From a cost accounting perspective you've set off a very interesting thread,
Chris.
Let me add my two penn'orth that you Economists might end up guffawing at;
but let me do it anyway!
From my point of view your discussion has been largely abstract: although a
couple of you have highlighted example industries/sectors to help amplify
your points. Suppose you brought this down to a real example to help
illustrate your problem?
My work in designing and installing product cost systems in a variety of
industries took me to some of the issues that you raise. Let me just give a
couple of pointers.
Take a look at learning and experience curves: they exist in even the
weirdest places and are a perfect way of discussing economies and
diseconomies of scale. I am sure I have mentioned my own learning curve
experiments where I have examined both economies and diseconomies.

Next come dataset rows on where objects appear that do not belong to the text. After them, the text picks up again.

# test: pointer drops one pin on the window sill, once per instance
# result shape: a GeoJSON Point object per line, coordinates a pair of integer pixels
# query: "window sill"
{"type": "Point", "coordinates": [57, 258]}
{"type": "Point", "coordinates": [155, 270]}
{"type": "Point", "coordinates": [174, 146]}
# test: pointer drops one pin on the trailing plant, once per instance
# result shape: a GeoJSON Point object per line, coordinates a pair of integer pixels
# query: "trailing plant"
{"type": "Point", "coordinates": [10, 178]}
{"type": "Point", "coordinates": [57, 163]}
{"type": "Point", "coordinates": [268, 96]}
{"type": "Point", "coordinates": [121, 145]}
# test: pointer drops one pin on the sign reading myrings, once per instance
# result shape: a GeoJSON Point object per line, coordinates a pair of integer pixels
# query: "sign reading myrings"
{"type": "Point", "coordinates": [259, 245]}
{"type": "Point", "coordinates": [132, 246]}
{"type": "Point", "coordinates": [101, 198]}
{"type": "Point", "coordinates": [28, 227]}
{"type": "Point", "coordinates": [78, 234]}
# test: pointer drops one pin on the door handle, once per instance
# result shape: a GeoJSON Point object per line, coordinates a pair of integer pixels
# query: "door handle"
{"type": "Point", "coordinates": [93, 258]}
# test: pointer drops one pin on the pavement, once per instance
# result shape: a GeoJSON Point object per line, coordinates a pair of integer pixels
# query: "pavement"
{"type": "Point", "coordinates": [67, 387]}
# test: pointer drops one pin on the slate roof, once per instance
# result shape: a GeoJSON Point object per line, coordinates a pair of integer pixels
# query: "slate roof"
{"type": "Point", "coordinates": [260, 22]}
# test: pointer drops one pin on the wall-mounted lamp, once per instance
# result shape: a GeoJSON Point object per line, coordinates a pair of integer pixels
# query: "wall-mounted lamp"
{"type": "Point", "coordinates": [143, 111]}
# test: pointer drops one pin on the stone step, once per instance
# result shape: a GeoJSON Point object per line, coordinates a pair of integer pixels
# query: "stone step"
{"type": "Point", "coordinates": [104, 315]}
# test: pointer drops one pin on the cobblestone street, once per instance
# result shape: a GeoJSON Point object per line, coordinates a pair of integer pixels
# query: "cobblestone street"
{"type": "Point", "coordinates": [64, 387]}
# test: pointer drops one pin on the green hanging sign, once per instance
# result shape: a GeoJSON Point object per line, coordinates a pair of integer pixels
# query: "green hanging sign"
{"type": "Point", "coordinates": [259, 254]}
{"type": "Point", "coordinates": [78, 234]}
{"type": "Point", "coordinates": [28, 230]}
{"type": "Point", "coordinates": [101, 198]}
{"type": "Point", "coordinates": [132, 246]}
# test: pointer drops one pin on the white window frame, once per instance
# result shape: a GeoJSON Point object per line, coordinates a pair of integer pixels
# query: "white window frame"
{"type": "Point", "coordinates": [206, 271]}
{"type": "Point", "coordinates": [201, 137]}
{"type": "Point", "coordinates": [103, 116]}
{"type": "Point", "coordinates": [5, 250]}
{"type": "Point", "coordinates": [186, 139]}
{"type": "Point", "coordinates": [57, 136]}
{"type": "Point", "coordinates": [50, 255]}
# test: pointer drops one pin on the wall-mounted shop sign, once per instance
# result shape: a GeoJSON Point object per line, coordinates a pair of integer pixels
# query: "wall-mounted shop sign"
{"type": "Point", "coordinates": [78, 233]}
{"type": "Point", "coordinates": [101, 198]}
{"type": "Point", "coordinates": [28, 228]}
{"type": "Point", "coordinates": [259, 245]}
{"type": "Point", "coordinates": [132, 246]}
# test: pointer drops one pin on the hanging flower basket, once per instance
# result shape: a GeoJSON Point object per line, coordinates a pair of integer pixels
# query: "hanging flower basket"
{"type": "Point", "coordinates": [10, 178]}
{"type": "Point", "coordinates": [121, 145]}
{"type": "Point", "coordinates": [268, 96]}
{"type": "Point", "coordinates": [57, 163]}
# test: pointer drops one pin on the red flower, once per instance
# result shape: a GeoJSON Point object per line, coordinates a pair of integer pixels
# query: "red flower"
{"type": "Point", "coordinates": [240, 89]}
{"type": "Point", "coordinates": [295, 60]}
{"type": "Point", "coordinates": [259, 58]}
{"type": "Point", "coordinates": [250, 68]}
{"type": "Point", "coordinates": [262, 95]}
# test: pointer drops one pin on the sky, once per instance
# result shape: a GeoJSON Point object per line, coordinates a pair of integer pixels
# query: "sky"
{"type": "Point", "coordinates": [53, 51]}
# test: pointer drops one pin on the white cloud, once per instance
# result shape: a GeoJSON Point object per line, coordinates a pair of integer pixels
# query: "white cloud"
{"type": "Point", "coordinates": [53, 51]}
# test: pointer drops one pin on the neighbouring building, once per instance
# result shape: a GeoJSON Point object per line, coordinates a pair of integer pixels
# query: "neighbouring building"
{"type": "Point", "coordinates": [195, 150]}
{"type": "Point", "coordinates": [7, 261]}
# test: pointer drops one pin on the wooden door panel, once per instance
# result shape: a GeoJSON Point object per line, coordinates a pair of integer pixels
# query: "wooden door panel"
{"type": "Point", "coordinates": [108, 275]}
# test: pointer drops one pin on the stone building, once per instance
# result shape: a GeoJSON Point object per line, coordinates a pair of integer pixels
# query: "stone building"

I challenge the majority of businesses in the universe to be able to give,
WITH CONFIDENCE a projected medium or long term cost schedule. Even the
biggest companies fall foul of reality: just look at Enron, for example, as
a catastrophic example of people thinking they knew it all: Enron executives
and business analysts alike.
Moreover, my own work shows that even with relatively complex organisations,
the assumptions and predications that real live businessmen make lead to,
surprise, surprise, linear cost functions. A chap called Johnston working at
Manchester University in and around 1960 suggested that linear estimations
for accountants are generally fine, anyway, since many cost functions tend
to linearity. Economists might be spinning as they read that. Never forget
the RELEVANT RANGE.
It might help if you plot the supply/demand schedule above the cost volume
schedule, using corresponding scales, and examine the relationships you're
examining.
There you are ... 2d!
Duncan Williamson
-----Original Message-----
From: For teachers and lecturers interested in curriculum issues
affecting the te [mailto:[log in to unmask]]On
Behalf Of Chris Rodda
Sent: 20 December 2001 06:20
To: [log in to unmask]
Subject: Re: Law of increasing costs v. Economies of scale
Interesting point Richard - which I agree with - but show me a perfectly
competitive industry!
My original point was related to texts which state supply curves slope
upwards because 1 ...2...3..I was particularly bothered about the increasing
cost arguments. There seems to be something contradictory about the law of
increasing costs and the idea of economies of scale. So I have been trying
to find original sources rather than A level texts. A level texts perhaps
get shortened and pass through many editions and lose some of the precision
and depth required of proofs -rather than explanations.
Marshall has the first comprehensive go at supply as far as I can see - but
he believed in downward sloping long run supply curves for decreasing cost
industries. Whilst others thought this not important. However, not
important and not existing are not the same thing.
I understand that we can get rid of the downward slope of mc curves by
insisting on equlibrium for all firms so that output occurs on the upward
slope and by summing the results end up with an industry curve.
But notice - IF we are in PC, and IF they are all in equlibrium.
Another problem to my mind is the oft read quotes about L shaped cost curves
in Oligopolies - (can someone point me to this research in its original.
form?)
Put side by side these arguments appear (to me) contradictory and need a
very clever dog to recover the duck from the weeds.
I might be a little pedantic here - but I was trying to write a passage on
supply and writing"supply curves slope upward" was beyond me. After teaching
logic I find myself wanting to be able to justify every statement.
Perhaps I would be better to write - 'in certain theoretical cases where
certain conditions are met - supply curves slope upwards, and are usually
but not always presented this way in textbooks.
My last point - although I haven't though hard about this yet is - why do
some texts say that as commodity prices fall the output rises to maintain
income - surely this contradicts upward sloping supply curves too.
Well I guess I can evade the whole thing by saying that in the theoretical
X, but in reality Y.
Presumably greater minds than mine have tackled this and I was looking for
someone to point me in the direction of academic research rather than
another A level text.
The lack of bibliographies in textbooks is a strange omission. We wouldn't
tolerate it in coursework.
I very much like Hick's and Edgeworth's combination of work to explain
demand curves which reconcile, I think, theory and reality (despite what
Paul Omerod might say - does anyone hate that book as much as me?).